3 De koning van Egypte zette hem af in Jeruzalem, en legde het land een boete op van honderd talenten zilver en een talent goud.
4 Toen maakte de koning van Egypte zijn broeder Eljakim koning over Juda en Jeruzalem en veranderde zijn naam in Jojakim. En Neko nam zijn broeder Joachaz mee en bracht hem naar Egypte.
5 Jojakim was vijfentwintig jaar oud, toen hij koning werd, en hij regeerde elf jaar in Jeruzalem. Hij deed wat kwaad is in de ogen van de Here, zijn God.
6 Nebukadnessar, de koning van Babel, trok tegen hem op en boeide hem met twee koperen ketenen om hem naar Babel te voeren.
7 Een deel van het gerei van het huis des Heren bracht Nebukadnessar naar Babel en hij plaatste het in zijn paleis te Babel.

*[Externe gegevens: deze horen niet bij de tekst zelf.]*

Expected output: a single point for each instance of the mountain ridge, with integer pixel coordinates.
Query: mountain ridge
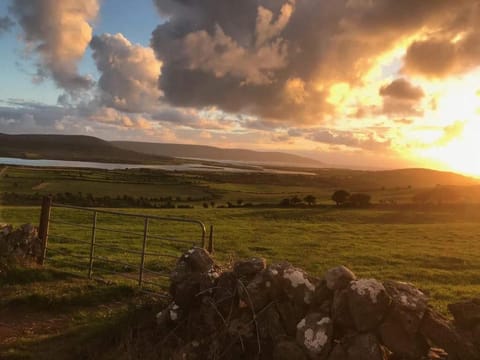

8 Het overige van de geschiedenis van Jojakim, de gruwelen die hij bedreven heeft, en het kwaad dat in hem gevonden werd, zie, dit is beschreven in het boek der koningen van Israël en van Juda. Zijn zoon Jojakin werd koning in zijn plaats.
9 Jojakin was achttien jaar oud, toen hij koning werd; hij regeerde drie maanden en tien dagen in Jeruzalem. Hij deed wat kwaad is in de ogen des Heren.